Category Archives: Horror

Night Shift (2018) Movie Review By Steven Wilkins

Night Shift Review

Director: Stephen Hall
Writer: Stephen Hall
Stars: Ashleigh Dorrell, Matthew O’Brien, Angel Hannigan

Directed and written by Stephen Hall, this horror centers around Amy, a young woman terrified of the dark, strapped for cash who takes a third shift receptionist job at recently renovated hotel once home to a series of brutal murders.  Starting off very slow, you definitely find yourself eager for fear to kick in and when it finally does you actually don’t wanna budge as the story itself picks up some much needed pace.

Amy finds herself having to save some of the staying guests from a murderer roaming the halls though all isn’t what it seems as time itself begins to warp within the walls. Only armed with a flashlight and a walkie talkie link to her partner, her shift takes many turns for the worst.
Nightshift does well to pull the viewer in giving you a decent sense of shared fear, especially in the darkness.  A lot of films have a difficult time presenting absolute dark but even with a low budget this film does very well to make you feel as if you’re trapped within only the beam of your flashlight.

Thankfully, void of jump scares, the overall fear factor is about a 7/10. The acting is believable and the story isnt too full of itself to push the viewer away.
Nightshift is a solid viewing with a pretty good twist well worth a bowl or two of popcorn, enjoy



Cold Moon (2016) Movie Review By Steven Wilkins

Cold Moon Review, When a young woman is murdered, her family sets out to bring the criminal to justice.

Director: Griff Furst
Writers: Griff Furst, Michael McDowell (novel), Jack Snyder
Stars: Josh Stewart, Christopher Lloyd, Chester Rushing, Candy Clark, Robbie Kay, Stephanie Honoré

When a young woman is murdered, her family sets out to bring the criminal to justice.  Straight to the point, extremely predictable and at times a bit frustrating.
As said before, this falls in the supernatural revenge category so it’s not giving anything away by saying there are ghosts and they are pissed to say the least.
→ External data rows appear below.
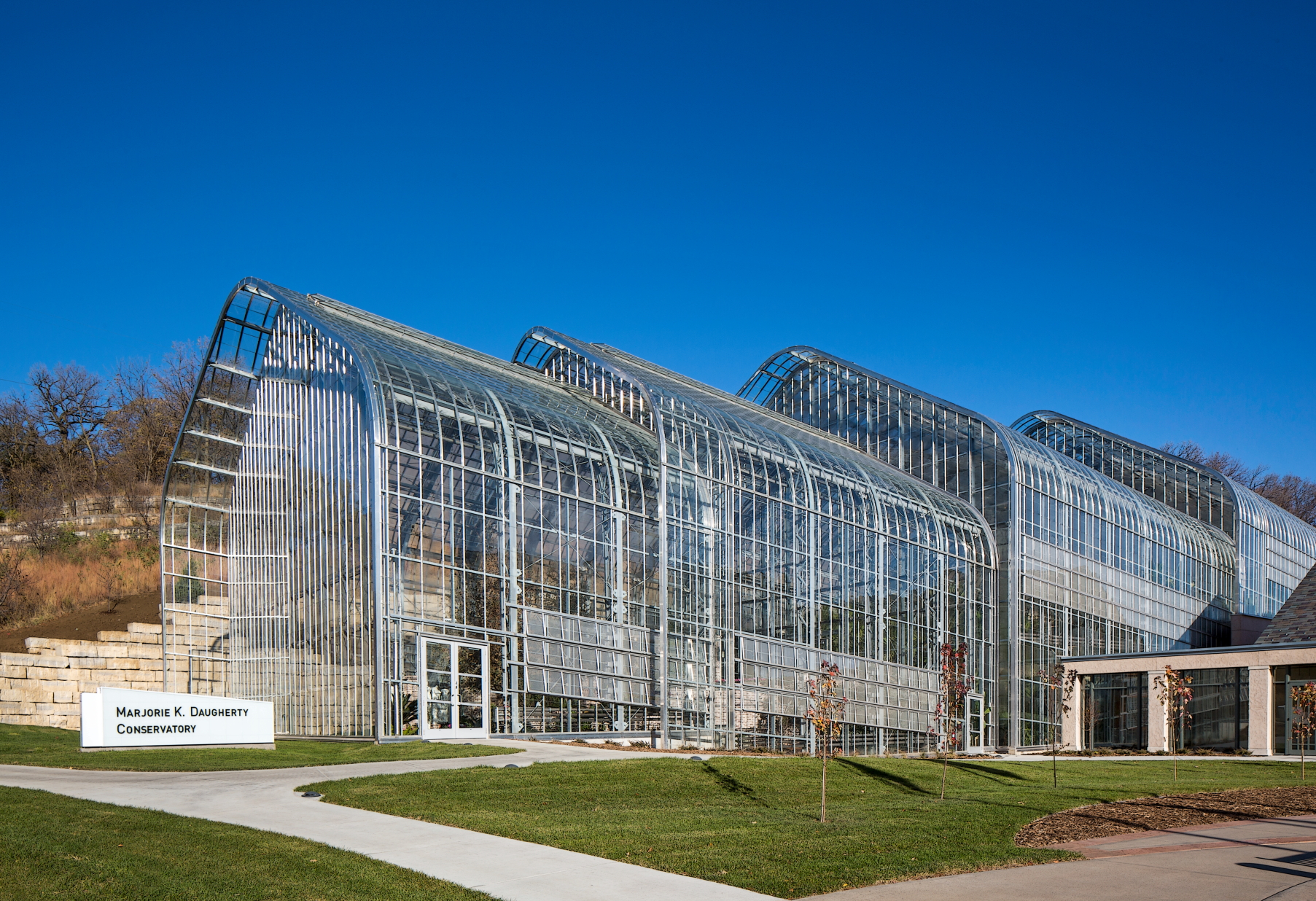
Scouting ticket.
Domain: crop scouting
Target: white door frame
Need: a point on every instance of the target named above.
(970, 701)
(446, 699)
The visuals are acceptable, the ghosts have some believability to them. The acting is at times blah and doesn’t seem to WANT to push the story along as I found myself leaving the room for brief periods to return and really not have missed much of anything at all.

Cold Moon is nothing more than just something to check out once and move on.  Formulaic horror for anyone that just enjoys any and all horror for what it is.


Us (2019) Movie Review By Justin Aylward

Us Review,

Director: Jordan Peele
Writer: Jordan Peele
Stars: Lupita Nyong’o, Winston Duke, Elisabeth Moss

Jordan Peele’s new film Us is one of the years most highly anticipated cinema releases of the year. After his debut film Get Out frightened audiences as much as it made them think, Peele has been touted as the next big thing in American cinema. Some cinemagoers on social media have even suggested that – wait for it – Peele scales at the heights only reached by the likes of Stanley Kubrick.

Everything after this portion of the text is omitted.